I love festivals for exposing a part of me that remains hidden for most of the year. The part that doesn’t worry over the tiniest problems, like chipped nail varnish, or hoovering, or holes in my tights. For a few magical days, the most important things in the world are who’s on stage and who’s on next. And beer. And burgers. And more beer.

Some of the most memorable moments in my life have taken place at a festival. I sparked up an instant friendship with my now long-term boyfriend, bumping into him as I emerged bleary eyed from a porta-loo. I cried to Elton John singing Rocket Man on my birthday, while dressed as Elton John.  I danced for 12 hours straight and forgot to eat, covered in sequins and wearing a blue wig. There is something magical about being with a huge group of friends and knowing, just for a minute, you are all thinking and feeling the exact same thing. You’re all detached from real life but not from each other, and the bond you already shared is eternally stronger.

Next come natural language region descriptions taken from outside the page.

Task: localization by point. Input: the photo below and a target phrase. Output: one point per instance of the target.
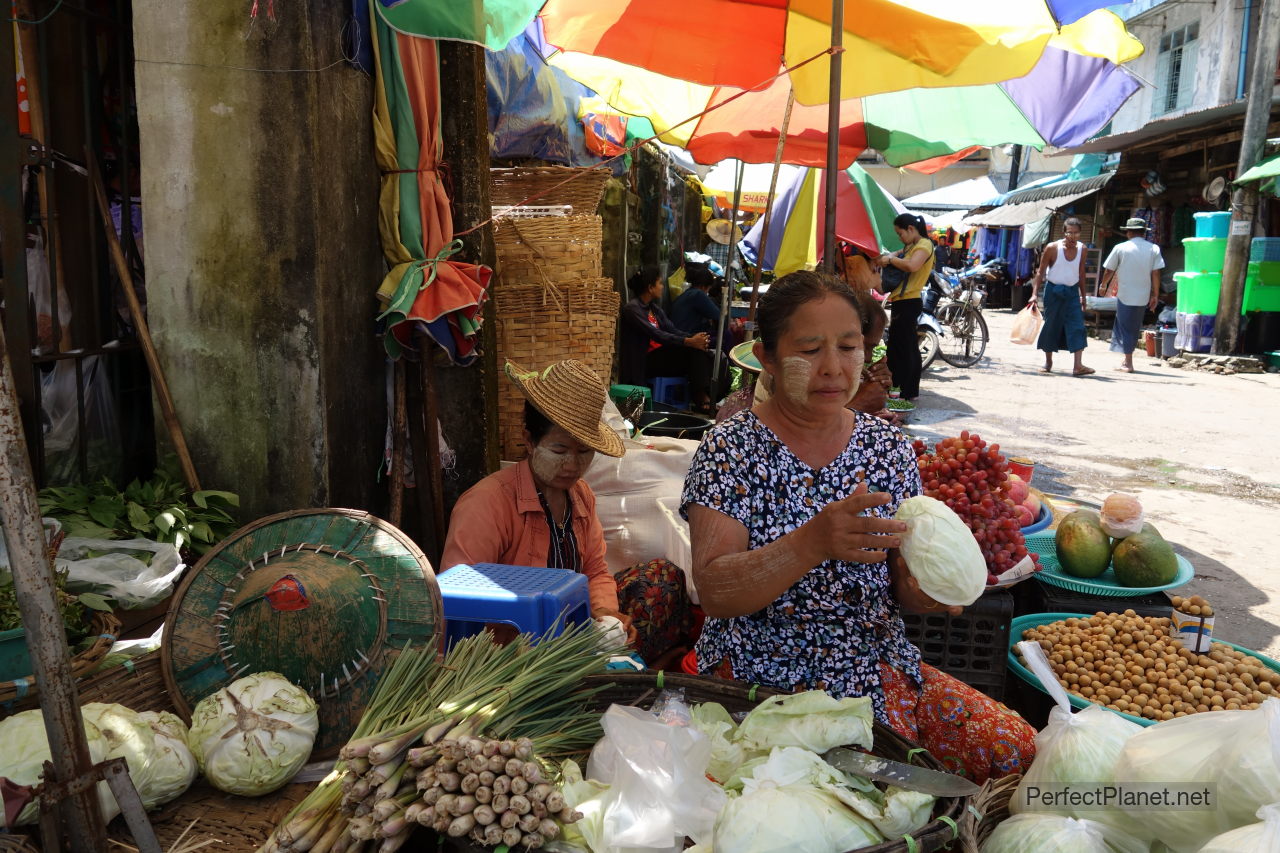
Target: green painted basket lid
(324, 597)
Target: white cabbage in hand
(255, 734)
(941, 552)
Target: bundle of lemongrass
(426, 717)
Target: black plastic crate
(1045, 598)
(973, 646)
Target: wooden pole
(400, 420)
(46, 634)
(140, 323)
(837, 41)
(768, 213)
(1244, 199)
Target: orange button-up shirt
(501, 520)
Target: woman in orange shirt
(540, 512)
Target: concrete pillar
(261, 247)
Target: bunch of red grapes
(970, 477)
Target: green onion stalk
(531, 688)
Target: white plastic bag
(1027, 325)
(1255, 838)
(106, 566)
(657, 776)
(1233, 753)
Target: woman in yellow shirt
(905, 302)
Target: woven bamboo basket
(104, 628)
(988, 808)
(641, 688)
(548, 249)
(580, 188)
(539, 324)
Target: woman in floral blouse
(795, 548)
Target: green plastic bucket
(14, 656)
(1205, 254)
(1198, 292)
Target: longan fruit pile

There is no hiding at a camping festival. Everyone sees you in all your glory. For someone who never leaves the house without makeup on, this is both incredibly scary and profoundly liberating. You remember that it’s ok not to care sometimes, and to take yourself a little less seriously. Suddenly there are more important things in life than deadlines, work and money. For four – maybe more – blissful days, having fun becomes your sole occupation. You’re a teenager again. The beauty of it being that you eventually crave the routine and cleanliness of your old life, ready to return to your bed and dry clothes.

Anything that encourages creativity is to be commended. To ensure people learn to let go, dance, have fun with their friends and listen to amazing music. Life really is too short not to. If you haven’t already planned to go, to treat yourself to a few precious carefree days this Summer, I can’t stress enough how much you should.